Have you ever been praying consistently about something yet felt that you’d gotten no answer? Perhaps there is a need to look at how we are praying. “Ye ask, and receive not, because ye ask amiss” (James 4:3).
Are we honestly listening for God’s answer?
There is a song by country music artist Garth Brooks titled “Unanswered Prayers.” It’s about a man running into an old high school flame and remembering how, all those years ago, he had prayed each night for God to make her his. As they get reacquainted, he finds they really don’t have much in common anymore. And as the old flame walks away, the man looks at his wife and thanks God for that “unanswered prayer.”
I had an experience that made me think about this. I’d been dealing with a problem that included pain when I attempted to stand from a sitting position. The pain persisted for weeks.
One day, as I started to get up from my chair, I was reminded of the words “Rise … and walk” in the Bible. In the book of John, we read, for instance, that Jesus healed the man at the pool of Bethesda, telling him, “Rise, take up thy bed, and walk” (5:8). Before I got up from a sitting position that day, I said to myself, “Rise!” And I did. Then, before I started across the room, I said, “Walk!” This I also did. But the pain persisted. I realized I needed to humbly go deeper.
I began stating out loud that God is good and that God is All. I then said, “Man is God’s creation, and I am one of those ‘men’ that God created …,” but suddenly I stopped. I saw that something was wrong in what I was saying. The first chapter of Genesis says it is “man,” singular, that is God’s creation, not “men,” plural. God says, “Let us make man in our image, after our likeness.” This is followed by, “So God created man in his own image, in the image of God created he him; male and female created he them” (vv. 26, 27). In this context, the words “male” and “female” are qualities describing the “man” that God created.
To believe that God created lots of men and women (lots of images) would be to lose sight of the fact that there is only one God and that therefore there can be only one image. Each of us is an individual and unique expression of that image, and we each include all the male and female qualities of God.
We might wonder, “How can we all be made up of exactly the same qualities and yet still be unique?”
Think of a kaleidoscope. The kaleidoscope contains many different-colored pieces, such as glass or tinsel. As you turn the kaleidoscope, those pieces are repeatedly rearranged in limitless unique and individual ways. So it is with the man of God’s creating. Just as each single image in the kaleidoscope is complete – composed of all the elements that make it up – so we, as the image of God, are each made up of all the spiritual qualities of God, uniquely arranged.
Mary Baker Eddy, the Discoverer and Founder of Christian Science, says this about the man of God’s creating: “Man is spiritual and perfect” (“Science and Health with Key to the Scriptures,” p. 475).
And again in Science and Health I read, “Neither anatomy nor theology has ever described man as created by Spirit – as God’s man” (p. 148).
I became so engrossed in what I was learning that I didn’t realize until a few days later that I was completely healed of the painful condition. It was then that I was reminded of the message from that song. The lyrics were about someone praying for a particular outcome. He didn’t get it. Why? Because he wasn’t honestly looking for God’s answer, which was far better.
In my case, I had been praying for a physical healing, not listening for what I needed to learn, which would really bring about the healing.
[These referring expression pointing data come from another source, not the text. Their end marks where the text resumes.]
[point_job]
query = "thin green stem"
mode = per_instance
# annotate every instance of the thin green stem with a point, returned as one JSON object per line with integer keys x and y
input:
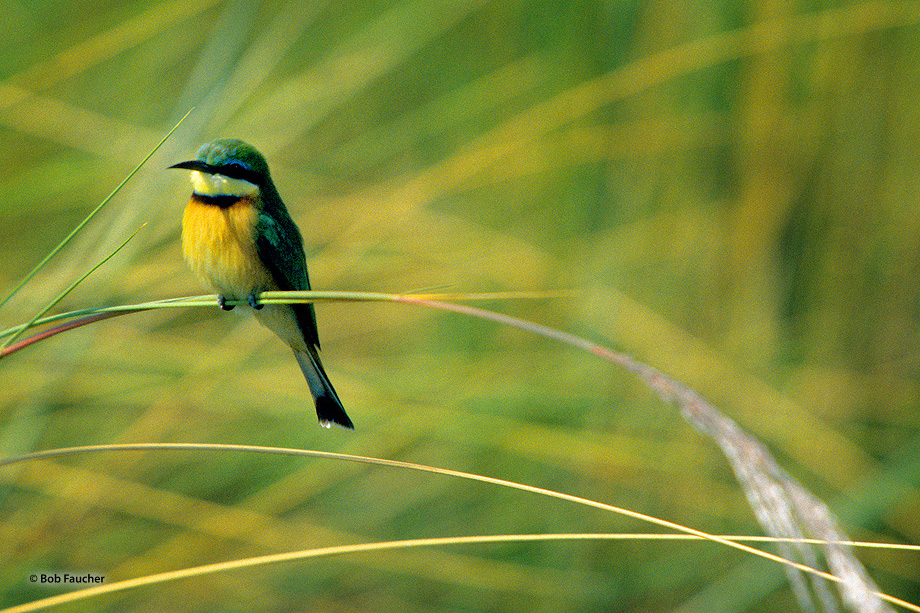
{"x": 92, "y": 214}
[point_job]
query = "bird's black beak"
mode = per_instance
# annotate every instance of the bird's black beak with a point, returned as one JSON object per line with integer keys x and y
{"x": 194, "y": 165}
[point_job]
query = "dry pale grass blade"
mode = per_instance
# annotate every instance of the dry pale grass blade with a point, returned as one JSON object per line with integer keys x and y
{"x": 784, "y": 508}
{"x": 654, "y": 379}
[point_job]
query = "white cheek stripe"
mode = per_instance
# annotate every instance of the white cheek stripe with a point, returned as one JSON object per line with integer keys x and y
{"x": 221, "y": 185}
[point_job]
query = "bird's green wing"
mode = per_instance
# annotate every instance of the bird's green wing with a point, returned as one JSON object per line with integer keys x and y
{"x": 280, "y": 248}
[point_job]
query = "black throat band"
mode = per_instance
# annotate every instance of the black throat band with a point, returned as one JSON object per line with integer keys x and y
{"x": 223, "y": 201}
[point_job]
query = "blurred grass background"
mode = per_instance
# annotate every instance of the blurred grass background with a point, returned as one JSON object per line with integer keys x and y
{"x": 731, "y": 188}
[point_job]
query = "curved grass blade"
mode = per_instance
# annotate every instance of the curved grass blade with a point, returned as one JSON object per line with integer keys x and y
{"x": 64, "y": 293}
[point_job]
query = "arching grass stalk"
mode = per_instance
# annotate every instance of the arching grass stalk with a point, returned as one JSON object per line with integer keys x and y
{"x": 783, "y": 507}
{"x": 196, "y": 571}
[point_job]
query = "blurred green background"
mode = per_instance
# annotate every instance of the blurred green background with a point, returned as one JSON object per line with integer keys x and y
{"x": 730, "y": 189}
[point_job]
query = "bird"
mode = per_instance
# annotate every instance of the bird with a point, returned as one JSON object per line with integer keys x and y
{"x": 238, "y": 236}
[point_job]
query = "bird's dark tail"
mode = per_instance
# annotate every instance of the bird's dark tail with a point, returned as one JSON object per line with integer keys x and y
{"x": 329, "y": 408}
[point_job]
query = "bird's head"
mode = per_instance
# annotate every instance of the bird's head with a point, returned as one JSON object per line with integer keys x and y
{"x": 227, "y": 167}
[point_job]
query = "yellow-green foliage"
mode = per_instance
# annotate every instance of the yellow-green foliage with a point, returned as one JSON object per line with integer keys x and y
{"x": 730, "y": 188}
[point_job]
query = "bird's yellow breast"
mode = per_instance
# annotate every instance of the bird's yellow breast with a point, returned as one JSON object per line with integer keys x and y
{"x": 219, "y": 244}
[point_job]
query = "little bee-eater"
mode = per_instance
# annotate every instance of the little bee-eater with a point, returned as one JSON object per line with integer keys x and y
{"x": 238, "y": 236}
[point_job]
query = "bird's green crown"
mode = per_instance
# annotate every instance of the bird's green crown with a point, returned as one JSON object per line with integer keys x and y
{"x": 227, "y": 154}
{"x": 229, "y": 167}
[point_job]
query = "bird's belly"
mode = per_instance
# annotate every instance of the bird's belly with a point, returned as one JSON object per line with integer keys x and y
{"x": 219, "y": 246}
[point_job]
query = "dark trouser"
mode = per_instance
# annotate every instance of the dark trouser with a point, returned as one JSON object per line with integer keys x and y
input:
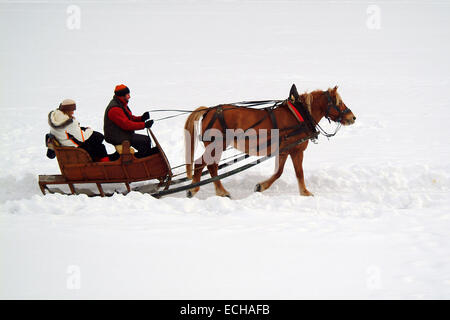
{"x": 142, "y": 144}
{"x": 94, "y": 146}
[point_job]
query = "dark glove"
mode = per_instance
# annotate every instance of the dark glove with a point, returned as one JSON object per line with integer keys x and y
{"x": 145, "y": 116}
{"x": 148, "y": 124}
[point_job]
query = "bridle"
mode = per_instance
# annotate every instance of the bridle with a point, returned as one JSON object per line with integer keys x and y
{"x": 332, "y": 104}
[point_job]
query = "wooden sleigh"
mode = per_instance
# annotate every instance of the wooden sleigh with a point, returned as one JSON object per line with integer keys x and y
{"x": 77, "y": 167}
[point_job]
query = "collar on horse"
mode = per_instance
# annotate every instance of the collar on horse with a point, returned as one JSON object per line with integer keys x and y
{"x": 332, "y": 104}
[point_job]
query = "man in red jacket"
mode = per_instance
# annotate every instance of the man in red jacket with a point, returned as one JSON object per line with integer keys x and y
{"x": 120, "y": 123}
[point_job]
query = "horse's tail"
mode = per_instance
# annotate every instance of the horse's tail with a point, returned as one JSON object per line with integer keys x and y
{"x": 190, "y": 132}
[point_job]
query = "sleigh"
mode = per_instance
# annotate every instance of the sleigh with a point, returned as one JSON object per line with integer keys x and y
{"x": 77, "y": 167}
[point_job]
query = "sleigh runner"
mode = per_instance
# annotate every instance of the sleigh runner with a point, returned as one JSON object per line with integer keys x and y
{"x": 77, "y": 167}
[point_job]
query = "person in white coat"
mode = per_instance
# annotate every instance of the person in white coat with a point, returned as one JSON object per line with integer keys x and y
{"x": 68, "y": 132}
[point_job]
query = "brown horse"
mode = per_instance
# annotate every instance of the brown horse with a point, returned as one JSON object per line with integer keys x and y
{"x": 316, "y": 105}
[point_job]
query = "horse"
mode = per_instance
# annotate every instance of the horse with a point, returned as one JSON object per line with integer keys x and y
{"x": 313, "y": 107}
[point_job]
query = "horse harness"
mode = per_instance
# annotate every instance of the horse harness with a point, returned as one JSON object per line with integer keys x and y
{"x": 332, "y": 104}
{"x": 298, "y": 129}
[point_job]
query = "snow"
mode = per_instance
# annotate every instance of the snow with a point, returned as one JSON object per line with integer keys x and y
{"x": 378, "y": 224}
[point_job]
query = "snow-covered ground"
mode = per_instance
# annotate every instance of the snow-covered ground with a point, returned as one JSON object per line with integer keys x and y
{"x": 378, "y": 225}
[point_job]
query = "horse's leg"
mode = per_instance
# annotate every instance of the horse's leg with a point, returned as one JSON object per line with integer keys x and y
{"x": 297, "y": 161}
{"x": 220, "y": 190}
{"x": 280, "y": 160}
{"x": 213, "y": 171}
{"x": 198, "y": 169}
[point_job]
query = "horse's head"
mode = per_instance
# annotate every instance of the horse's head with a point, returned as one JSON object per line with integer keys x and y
{"x": 336, "y": 109}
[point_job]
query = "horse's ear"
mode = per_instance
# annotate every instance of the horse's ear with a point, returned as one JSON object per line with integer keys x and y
{"x": 293, "y": 94}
Because that prayer had no answer, I was being pushed to delve deeper into understanding God and the nature of the one spiritual man He created. This brought about the discovery of more of my true identity as the unique image of the one perfect God. I was a complete individual displaying all the qualities of God, including health.
We can be truly grateful when “unanswered” prayers impel us to deepen our understanding of God and His image, which always brings right answers.
Adapted from an article published in the Feb. 26, 2024, issue of the Christian Science Sentinel.